Girişimci Soydaşlar sayesinde ülkede işsizliğin en az olduğu yerler arasında gösteriliyor.
Çünkü her köşede kereste atölyesi var. Karadeniz’den daha yeşil Rodoplar’ın ağaçları buralarda işleniyor. Balkanlar’da kereste sektörünün nabzını tutan Yeni Mahalleliler, Bulgaristan ekonomisinde yerlerini günden güne sağlamlaştırıyor.
Türkler’in girişimciliği Cumhurbaşkanı Georgi Pırvanov’un da dikkatini çekmiş. Yeni Mahalle’yi ziyaret eden Pırvanov, bir zamanlar istenmeyen Türkler’in çalışkanlığı ve ülke ekonomisine kazandırdıkları karşısında büyülenmiş.
Bulgaristan Cumhurbaşkanı Pırvanov’un hayran kaldığı Yeni Mahalle, Hak ve Özgürlükler Hareketi’nin de güç aldığı başlıca yerlerden. Partiyi, Pazarcık bölgesinde burası sırtlıyor.
Belediye Başkanı Ahmet Haciyski de HÖH’ün üst düzey yöneticilerinden.
Haciyski, Türk olmaktan gururlu, Bulgaristan’da yaşamaktan da mutlu olduklarını söylüyor. Türkler’in hiçbir zaman ülkelerinin karşısında durmadığının altını çiziyor. “Ne milliyetçilerin tahriklerine kapılıyoruz ne de korkuların esiri oluyoruz. Biz geleceğe umutla bakıyoruz, daha gelişmiş bir Bulgaristan hedefi için gayret ediyoruz. Girişimcilikte öncü olmayı ve ülkemizi kalkındırmayı sürdüreceğiz. Azınlıkların haklarını korumak, geçmişte yaşananların tekrarlanmamasını sağlamak için kurulan partimizin kapısı da herkese açık. Türk’üz ve Bulgaristan vatandaşıyız” diyor...

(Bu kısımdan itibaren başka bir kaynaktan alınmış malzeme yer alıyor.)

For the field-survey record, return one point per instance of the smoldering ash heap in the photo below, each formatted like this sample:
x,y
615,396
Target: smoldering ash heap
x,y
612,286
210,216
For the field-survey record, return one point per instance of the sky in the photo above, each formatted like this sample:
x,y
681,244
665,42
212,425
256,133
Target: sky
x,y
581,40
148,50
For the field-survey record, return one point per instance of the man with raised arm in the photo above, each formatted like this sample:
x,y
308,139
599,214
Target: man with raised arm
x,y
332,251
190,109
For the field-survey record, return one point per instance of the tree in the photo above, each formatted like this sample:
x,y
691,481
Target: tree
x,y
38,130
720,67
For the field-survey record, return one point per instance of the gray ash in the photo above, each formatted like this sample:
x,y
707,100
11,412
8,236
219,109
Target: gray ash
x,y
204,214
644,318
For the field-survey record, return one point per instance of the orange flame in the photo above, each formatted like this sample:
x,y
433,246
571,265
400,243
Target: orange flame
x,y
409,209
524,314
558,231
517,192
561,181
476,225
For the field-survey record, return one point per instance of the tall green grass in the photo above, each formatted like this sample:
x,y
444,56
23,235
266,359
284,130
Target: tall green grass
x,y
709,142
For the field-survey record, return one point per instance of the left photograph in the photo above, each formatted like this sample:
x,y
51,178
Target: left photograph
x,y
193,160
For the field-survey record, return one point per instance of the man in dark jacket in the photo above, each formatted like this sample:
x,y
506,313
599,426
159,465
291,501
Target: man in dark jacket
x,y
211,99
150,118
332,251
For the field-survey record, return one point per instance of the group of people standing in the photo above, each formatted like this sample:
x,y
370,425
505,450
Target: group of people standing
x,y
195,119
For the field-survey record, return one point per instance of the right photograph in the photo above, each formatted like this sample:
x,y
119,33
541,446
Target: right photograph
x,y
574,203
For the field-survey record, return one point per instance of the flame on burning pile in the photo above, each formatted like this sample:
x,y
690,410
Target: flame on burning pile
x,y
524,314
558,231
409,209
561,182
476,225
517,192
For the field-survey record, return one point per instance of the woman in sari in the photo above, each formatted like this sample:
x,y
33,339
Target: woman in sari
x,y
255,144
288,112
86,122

Geleceğe sadece uzaklardaki Soydaşlarımız umutla bakmıyor, onlar sayesinde Bulgaristan da yarınlara ümitle göz kırpıyor...
Komşumuz Bulgaristan, Türklerle güç buluyor.
Bizim dizi filmlere Bulgarlar da aşık
Avrupa’da Türkler’in ayak seslerinin her geçen gün daha çok duyulduğu Bulgaristan’da bugünlerde Türk dizisi çılgınlığı yaşanıyor. Türkiye’de Aşk-ı Memnu’nun finalinde sergilenen görüntüler orada da Binbirgece’de yaşanmış.
Binbirgece yayındayken ekran başına kilitlenen Bulgarlar bizim dizilerine öyle alışmış, arkası da gelmiş. Artık bu ülkenin en çok izlenen TV kanallarında her gün Türk dizisi var. Onlar da Yaprak Dökümü’yle duygulanıp, Unutulmaz’la romantik dakikalar geçiriyor.
Arap ülkelerinden sonra Balkanlar’ı fetheden bizim diziler, Türkiye’ye ilgiyi de artırmış. Binbirgece’ye sahne olan Boğaz’daki o görkemli yalıyı merak edip İstanbul’un yolunu tutanlar varmış.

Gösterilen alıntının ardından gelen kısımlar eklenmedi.